On September 18, 2007 Randy Pausch gave what would be his final lecture to his computer science students at Carnegie Mellon University. Randy was diagnosed with terminal cancer and died in July of this year, however his farewell address has been much publicized and even made into a bestselling book. In recalling one teaching job, Randy said that his students surprised him:
"I had been a professor for a decade at that point, and when I started BVW, I didn’t know what to expect. I gave the first two-week assignment, and ended up being overwhelmed by
the results. I didn’t know what to do next. I was so at sea that I called my mentor, Andy can Dam.
‘Andy, I just gave my students a two-week assignment and they came back and did stuff that, had I given them an entire semester to complete it, I would have given them all A’s. What do I do?’
Andy thought for a minute and said: ‘OK. Here’s what you do. Go back into class tomorrow, look them in the eyes and say, ‘Guys, that was pretty good, but I know you can do better.’’
His answer left me stupefied. But I followed his advice and it turned out to be exactly right.
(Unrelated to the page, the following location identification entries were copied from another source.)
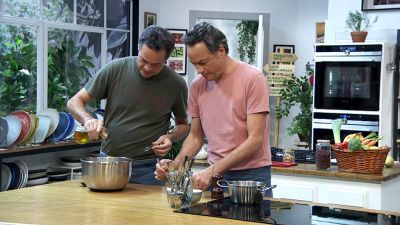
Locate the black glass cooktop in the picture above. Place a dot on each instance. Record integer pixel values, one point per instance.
(275, 212)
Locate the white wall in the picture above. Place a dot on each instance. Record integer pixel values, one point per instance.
(292, 23)
(383, 30)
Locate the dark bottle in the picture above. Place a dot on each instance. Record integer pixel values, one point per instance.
(323, 154)
(216, 191)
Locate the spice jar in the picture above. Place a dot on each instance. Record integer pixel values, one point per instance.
(323, 154)
(288, 156)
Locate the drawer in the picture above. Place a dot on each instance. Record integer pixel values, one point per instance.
(343, 196)
(296, 191)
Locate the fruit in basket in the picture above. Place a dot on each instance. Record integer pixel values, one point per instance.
(355, 144)
(353, 136)
(389, 162)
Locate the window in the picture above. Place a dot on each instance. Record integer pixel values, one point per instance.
(18, 66)
(48, 52)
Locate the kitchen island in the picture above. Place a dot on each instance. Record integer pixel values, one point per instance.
(68, 202)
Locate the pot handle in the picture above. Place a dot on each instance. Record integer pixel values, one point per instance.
(221, 182)
(266, 188)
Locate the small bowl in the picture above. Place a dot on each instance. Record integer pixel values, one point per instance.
(196, 196)
(106, 173)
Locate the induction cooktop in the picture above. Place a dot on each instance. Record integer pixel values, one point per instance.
(276, 212)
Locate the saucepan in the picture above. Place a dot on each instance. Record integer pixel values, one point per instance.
(245, 192)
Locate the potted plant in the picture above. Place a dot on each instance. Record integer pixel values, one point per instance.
(359, 22)
(298, 91)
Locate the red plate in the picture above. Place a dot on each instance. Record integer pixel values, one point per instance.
(26, 124)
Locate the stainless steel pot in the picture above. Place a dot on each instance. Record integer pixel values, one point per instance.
(106, 173)
(245, 192)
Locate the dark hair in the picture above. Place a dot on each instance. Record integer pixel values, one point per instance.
(211, 36)
(157, 38)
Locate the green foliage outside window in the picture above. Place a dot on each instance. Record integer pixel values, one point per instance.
(298, 91)
(17, 73)
(247, 40)
(68, 70)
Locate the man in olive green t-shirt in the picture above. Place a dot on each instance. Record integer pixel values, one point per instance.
(141, 93)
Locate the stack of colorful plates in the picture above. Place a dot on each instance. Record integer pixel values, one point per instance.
(16, 176)
(14, 130)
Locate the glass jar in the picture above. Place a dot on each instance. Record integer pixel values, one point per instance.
(323, 154)
(288, 156)
(82, 137)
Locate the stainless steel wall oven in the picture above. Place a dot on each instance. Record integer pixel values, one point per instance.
(353, 81)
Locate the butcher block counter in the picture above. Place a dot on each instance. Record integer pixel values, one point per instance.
(68, 202)
(305, 182)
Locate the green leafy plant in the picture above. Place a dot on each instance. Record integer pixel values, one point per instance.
(298, 91)
(17, 74)
(359, 21)
(68, 70)
(247, 40)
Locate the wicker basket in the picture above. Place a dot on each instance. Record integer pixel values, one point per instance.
(361, 161)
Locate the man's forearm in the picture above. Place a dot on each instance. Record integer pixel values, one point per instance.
(180, 131)
(242, 152)
(78, 111)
He was telling me I obviously didn’t know how high the bar should be, and I’d only do them a disservice by putting it anywhere.” (The Last Lecture, p.122-123)
Randy learned a lesson that day about potential and how it can be stifled when individuals do not recognize it.
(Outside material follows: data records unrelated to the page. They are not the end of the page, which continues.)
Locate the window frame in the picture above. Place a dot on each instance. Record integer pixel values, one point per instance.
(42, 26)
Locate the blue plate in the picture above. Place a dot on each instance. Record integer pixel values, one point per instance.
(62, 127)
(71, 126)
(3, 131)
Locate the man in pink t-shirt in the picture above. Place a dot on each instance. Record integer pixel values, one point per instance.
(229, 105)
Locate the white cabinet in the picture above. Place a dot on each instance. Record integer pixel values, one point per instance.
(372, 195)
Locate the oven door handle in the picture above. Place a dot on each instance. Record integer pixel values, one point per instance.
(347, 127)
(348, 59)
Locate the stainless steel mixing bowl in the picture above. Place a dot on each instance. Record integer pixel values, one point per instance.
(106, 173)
We all have the ability to do great things, but when the bar is set too low we often jump only high enough to clear those low expectations. Nowhere is this truer than in our relationships. In Genesis 2:18, God makes the observation that “it is not good for man to be alone.” While this statement specifically refers to Eve, it also tells us something about human nature. Both men and women were created for relationships, but for some reason we often seek only the minimum benefit from the people with whom God has surrounded us. Perhaps we are shy or scared. Maybe our culture prevents us from discussing things beyond pleasantries because certain subjects are not meant for “proper conversation.” It could be that we simply do not appreciate the blessings which God desires to pour out upon us through our friends and family.
The New Testament is full of admonitions about doing the things that promote healthy Christian relationships. The Hebrews writer asks how we can make our love and good deeds increase and then explains that we do so by spending time together (Heb. 10:24-25). James advises to confess our sins to one another, not because we need to get things off our chests, but so that we can pray for each other and be healed (James 5:16). Paul explains that differences can be healthy in a relationship when he says that members of the church are like parts of a body…all different, but all necessary. Where one person is weak another will be strong (1 Cor. 12). As we look at the relationships in our lives, romantic and platonic, let us strive to get everything out of them that God intended.